The problem isn't that algorithms are inherently sequential though but rather th...

The problem isn't that algorithms are inherently sequential though but rather that parallel programming is a separate discipline.

In single threaded programming you have almost infinite flexibility, you can acquire infinite resources in any arbitrary order. In multithreaded programming you must limit the number of accessible resources and the order is preferably well defined.

In my opinion expecting people to write parallel algorithms is too much, not because it is too difficult but rather because it has to permeate through your entire codebase. That is a nonstarter unless the required changes are not unreasonable.

The challenge then becomes, how do we let people write single threaded programs that can run on multiple cores and gracefully degrade to being single threaded the worse the code is optimized?

I don't have the perfect answer but I think there is an opportunity for a trinity of techniques that can be used in combination: lock hierarchies, STM and the actor model.

There is a unit of parallelism like the actor model that executes code in a sequentially single threaded fashion. Multiple of these units work in parallel, however, rather than communicating through messages, STM is used to optimistically execute code and obtain a runtime heuristic of the acquired locks. If there are no conflicts, then performance scales linearly, if there are conflicts, then by carefully defining a hierarchy of the resources, you can calculate the optimal level in the hierarchy to execute the STM transaction in.
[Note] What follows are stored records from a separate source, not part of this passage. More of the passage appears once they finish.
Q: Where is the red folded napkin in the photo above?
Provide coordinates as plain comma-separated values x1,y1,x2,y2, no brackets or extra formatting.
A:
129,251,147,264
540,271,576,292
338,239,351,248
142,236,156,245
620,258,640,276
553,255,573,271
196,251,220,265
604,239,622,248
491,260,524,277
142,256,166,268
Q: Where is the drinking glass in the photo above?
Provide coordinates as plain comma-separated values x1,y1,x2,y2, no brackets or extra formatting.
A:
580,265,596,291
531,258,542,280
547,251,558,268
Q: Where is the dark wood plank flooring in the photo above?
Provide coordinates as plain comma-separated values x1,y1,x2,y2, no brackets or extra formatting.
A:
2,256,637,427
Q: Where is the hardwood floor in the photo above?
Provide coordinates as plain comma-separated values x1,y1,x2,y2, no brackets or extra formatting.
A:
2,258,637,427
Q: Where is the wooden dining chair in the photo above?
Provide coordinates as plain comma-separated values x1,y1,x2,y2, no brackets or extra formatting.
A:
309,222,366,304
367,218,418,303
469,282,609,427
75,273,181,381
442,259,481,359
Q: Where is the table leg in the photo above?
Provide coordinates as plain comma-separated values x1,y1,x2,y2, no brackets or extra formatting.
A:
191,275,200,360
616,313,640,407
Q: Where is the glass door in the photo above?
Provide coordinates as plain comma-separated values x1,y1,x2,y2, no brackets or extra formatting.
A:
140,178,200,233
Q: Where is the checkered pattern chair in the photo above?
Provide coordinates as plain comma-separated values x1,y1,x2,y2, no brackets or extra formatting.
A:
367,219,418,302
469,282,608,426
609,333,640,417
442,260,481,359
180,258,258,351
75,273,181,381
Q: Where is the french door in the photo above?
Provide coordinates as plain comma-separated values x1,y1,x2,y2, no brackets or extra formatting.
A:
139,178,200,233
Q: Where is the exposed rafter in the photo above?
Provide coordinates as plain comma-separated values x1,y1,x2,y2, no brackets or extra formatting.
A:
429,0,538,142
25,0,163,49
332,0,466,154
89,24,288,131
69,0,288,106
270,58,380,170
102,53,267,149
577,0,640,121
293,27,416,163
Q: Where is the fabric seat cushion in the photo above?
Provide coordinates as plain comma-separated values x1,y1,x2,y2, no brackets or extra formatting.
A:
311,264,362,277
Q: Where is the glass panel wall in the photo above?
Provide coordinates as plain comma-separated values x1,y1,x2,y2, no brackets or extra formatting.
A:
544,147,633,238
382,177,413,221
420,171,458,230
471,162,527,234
This will allow the STM transaction to succeed with a much higher chance which then eliminates the primary downside of STM: performance loss due to failed transactions whose failure rate creeps up the more resources are being acquired.

A lock hierarchy could look like this: object, person, neighborhood, city, state, country, planet.

You write an STM transaction that looks like single threaded code. It loops around all people in the times square and would thereby acquire their locks. However, if that transaction was executed on the object level, it would almost certainly fail because out of thousands of people only one needs to be changed by another transaction to fail. The STM transaction acquired a thousand people, therefore it's optimal level in the hierarchy is the neighborhood. This means only one lock needs to be acquired to process thousands of people. If it turns out that the algorithm needs information like the postal address of these people, it is possible that some of them are tourists and you therefore acquire resources that are all over the world, you might need to execute this transaction at the highest level of the hierarchy for it to finish.

The primary objection would be the dependence on STM for obtaining the necessary information about which resources have been acquired. This means that ideally, all state is immutable to make software transactional memory as cheap as possible to implement. This is not a killer but it means that if you were to water this approach down, then the acquired resources must be static, i.e. known at compile time to remove the need for optimistic execution. That still works and it lets you get away with a lot more single threaded code than you might think, especially legacy code bases.